Debt assists a business until the business has trouble paying it off, either with new capital or with free cash flow. Part and parcel of capitalism is the process of 'creative destruction' where failed businesses are mercilessly liquidated by their bankers. However, a more usual (but still expensive) situation is where a company must dilute shareholders at a cheap share price simply to get debt under control. Of course, plenty of companies use debt to fund growth, without any negative consequences. The first thing to do when considering how much debt a business uses is to look at its cash and debt together.

See our latest analysis for Shenzhen Expressway

How Much Debt Does Shenzhen Expressway Carry?

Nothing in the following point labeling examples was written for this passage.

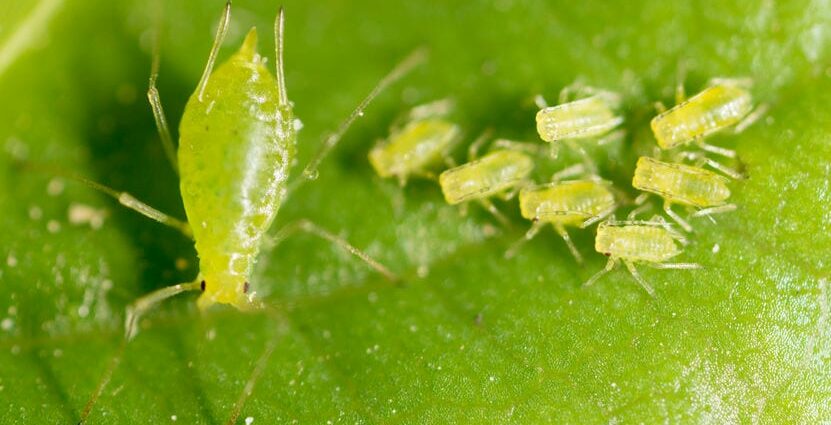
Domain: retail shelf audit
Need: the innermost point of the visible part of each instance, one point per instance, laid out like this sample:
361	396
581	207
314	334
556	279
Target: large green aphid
236	147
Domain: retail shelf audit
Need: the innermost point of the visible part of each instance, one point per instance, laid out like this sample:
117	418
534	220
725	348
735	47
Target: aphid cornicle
236	146
576	203
499	172
685	185
647	242
417	146
723	104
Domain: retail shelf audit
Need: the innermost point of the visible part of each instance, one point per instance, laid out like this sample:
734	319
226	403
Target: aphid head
227	290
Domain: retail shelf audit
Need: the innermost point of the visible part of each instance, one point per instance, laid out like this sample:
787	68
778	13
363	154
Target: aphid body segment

The image below, which you can click on for greater detail, shows that at September 2022 Shenzhen Expressway had debt of CN¥34.8b, up from CN¥23.6b in one year. On the flip side, it has CN¥4.97b in cash leading to net debt of about CN¥29.8b.

debt-equity-history-analysis
SEHK:548 Debt to Equity History February 3rd 2023

A Look At Shenzhen Expressway's Liabilities

We can see from the most recent balance sheet that Shenzhen Expressway had liabilities of CN¥19.9b falling due within a year, and liabilities of CN¥22.6b due beyond that. On the other hand, it had cash of CN¥4.97b and CN¥2.37b worth of receivables due within a year. So its liabilities total CN¥35.1b more than the combination of its cash and short-term receivables.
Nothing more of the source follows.